By Marc Jones
LONDON (Reuters) - The dollar and U.S. Treasury yields crept higher along with world shares on Wednesday, as markets braced for what was expected to be a very close call on the future of the Federal Reserve's massive stimulus program.
The debate over when the Fed will begin to halt the flow of cheap dollars has dominated trading worldwide for months due to fears that it may trigger a turbulent reaction from investors who have become all too used to the support.
A majority of economists polled by Reuters expect the Fed to wait until March before it starts the process, but recent encouraging data from the U.S. and other parts of the world have raised the odds of a move in January, if not now.
Wall Street was seen opening up around 0.3 percent though most investors were expected to be keeping to the sidelines.
"Probably the strongest encouragement for tapering to begin this evening is the stability in financial markets," said Derek Halpenny, European head of global markets research at Bank of Tokyo-Mitsubishi UFJ.

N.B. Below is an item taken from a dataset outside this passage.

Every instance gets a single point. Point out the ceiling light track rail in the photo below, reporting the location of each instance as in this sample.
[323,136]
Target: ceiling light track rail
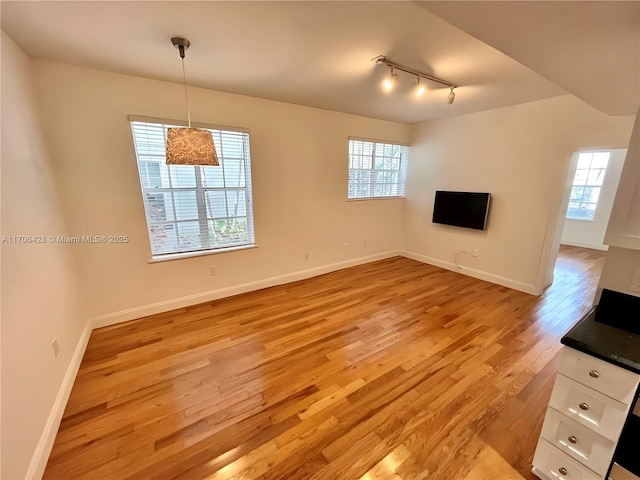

"Our hunch is that a taper announcement may well encourage a year-end rally in global equity markets as an element of policy uncertainty is cleared," he said, adding the dollar should also do well against the yen.
The predictions already appeared to be coming true as the final countdown began.
European shares on the bluechip FTSEurofirst 300 (.FTEU3), rose 0.9 percent, helped by another dash of morale-boosting German sentiment data, while the dollar was firmer against both the yen and the euro.
The greenback wasn't having things all its own way though.
News that UK unemployment hit its lowest level in 4-1/2 years sent the pound back towards its recent highs as it reignited talk that the Bank of England will not be able to hold off from raising interest rates next year.
It was last at $1.6350 and buying 1.18 euros. The rise came despite a warning in BoE meeting minutes that a stronger sterling could jeopardize the UK's recovery.
Ten-year U.S. government bond yields, the benchmark for global borrowing costs and one of the most sensitive indicators to the Fed's stimulus plans, were edging higher at 2.85 percent as U.S. trading began.
The Federal Open Market Committee, the Fed's policy-setting group, will release a policy statement at 2.00 p.m. EST, followed by a press conference with Fed Chairman Ben Bernanke a half hour later. (FED/DIARY)
The central bank's stimulus campaign has been a major driver for global risk assets in recent years and exactly how markets will cope as the taps are turned off remains the trillion dollar question for investors.
Emerging markets took a beating back in August when the Fed looked to have been edging towards pulling the trigger.
As Wednesday's decision loomed, Indonesia's rupiah hit a five-year low of 12,150 per dollar, while the Philippine peso dropped 0.3 percent to 44.13 to the dollar and the Thai baht eased 0.5 percent to 32.25, a one-week low.
"We are bearish on those currencies held back by weak or deteriorating current account positions, inflation challenges and, in some cases, poor internal debt dynamics," Morgan Stanley analysts wrote in a report.
Euro zone-focused investors were also digging through details that emerged overnight on the bloc's long-awaited plans for repairing or shutting down troubled banks.
Under the agreement, banks will provide the cash to pay for the closure of failed lenders, giving roughly 55 billion euros over 10 years accumulated in a Single Resolution Fund.
Until then, however, if there is not enough money from the fees, governments will be able to impose more levies on banks. If that does not suffice, they would help with public money.
Philippe Gudin, head of European economics research at Barclays said one of the other major faults was that national governments would retain control over bank closures.
"I think it is very disappointing. The power is still in the hands of the governments and not an independent central authority," he said.
Along with the stronger dollar, it helped take the wind out of the euro's sails as it sagged back to $1.3750.
Ukraine's hryvnia currency and its bonds soared a day after the country agreed a bailout from Russia.
Turkish stocks fell to their lowest level in more than three months though, against the backdrop of a widespread corruption probe involving government ministers and top businessmen. (EMRG/FRX)
Among commodities, U.S. crude prices were steady at $97.25 a barrel, recovering from the previous session's 0.3 percent decline as Brent dipped to $108.41.
Gold rose 0.3 percent to around $1,234 an ounce, having fallen 0.8 percent overnight. The precious metal has fallen more than 26 percent in 2013, heading for its worst year since 1981.